I graduated with some impressive business experience considering I was a 22-year-old who’d yet to work a real full-time job.
In my four years of college, I’d recruited, interviewed, hired, managed, and on one occasion had to fire, employees. I’d drawn up marketing plans. I’d talked down angry customers. I’d written advertising copy, pitched ideas, created training programs, planned events, worked in teams, bounced back from failures, and done lots and lots of selling.
And yet, as an English and history major, I never took a single course related to business. I never had an off-campus internship, either. I just availed myself of the opportunities around me.
I volunteered as part of the staff for new student orientation and was hired to run the program during my senior year. I ran discussion groups as the TA for a course. I worked as a security guard at the library and as a conference planning assistant in the dorms one summer.

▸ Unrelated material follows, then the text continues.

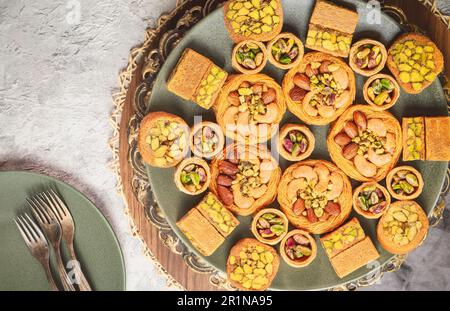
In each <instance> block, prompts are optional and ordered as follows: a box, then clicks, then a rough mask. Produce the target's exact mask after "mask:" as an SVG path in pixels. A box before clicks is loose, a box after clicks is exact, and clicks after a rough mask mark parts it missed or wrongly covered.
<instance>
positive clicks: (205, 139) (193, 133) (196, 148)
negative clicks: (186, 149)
mask: <svg viewBox="0 0 450 311" xmlns="http://www.w3.org/2000/svg"><path fill="white" fill-rule="evenodd" d="M189 141H190V145H191V151H192V152H193V153H194V154H195V155H196V156H197V157H200V158H206V159H210V158H212V157H214V156H215V155H217V154H218V153H219V152H220V151H222V149H223V146H224V144H225V139H224V137H223V132H222V129H221V128H220V126H219V125H218V124H217V123H214V122H208V121H204V122H201V123H197V124H195V125H194V126H193V127H192V129H191V133H190V138H189Z"/></svg>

And I ran a spectacularly unsuccessful new-member rush for my fraternity (it was the first time I learned that “This is how we’ve always done it” is not a compelling reason to do something).
I was nowhere near the most successful or involved person in my peer group, much less in the entire student community. My comparatively short list of involvements wasn’t particularly noteworthy. Some were even pedestrian. But baked into them were countless opportunities to lean in, to try new things, to take responsibility, and to fail. And best of all, they were available to any student on campus regardless of their area of interest.
As college costs and the associated student debt continue to rise, families are smartly starting to look more critically at the outcomes of college when compared to the cost. Investments are made based on the likelihood of a return, and it doesn’t make sense to pay that much for college only to cross your fingers and hope for the best after graduation.
But with some notable exceptions of programs built to combine applicable skills with job placement, it’s difficult for most colleges to promise (and to substantiate) an outcome at graduation, career-related or otherwise. A college can only present the opportunities, but the student is the x-factor.
It’s the student who gets to make the choice. You can view the boundless clubs, organizations, jobs, and other opportunities as a limited-time offer, one you must take advantage of before they disappear. Or you can view them as optional add-ons if and when the desire strikes.
The opportunities are there at every college, famous and otherwise. But you have to invest the initiative in pursuit of a successful return.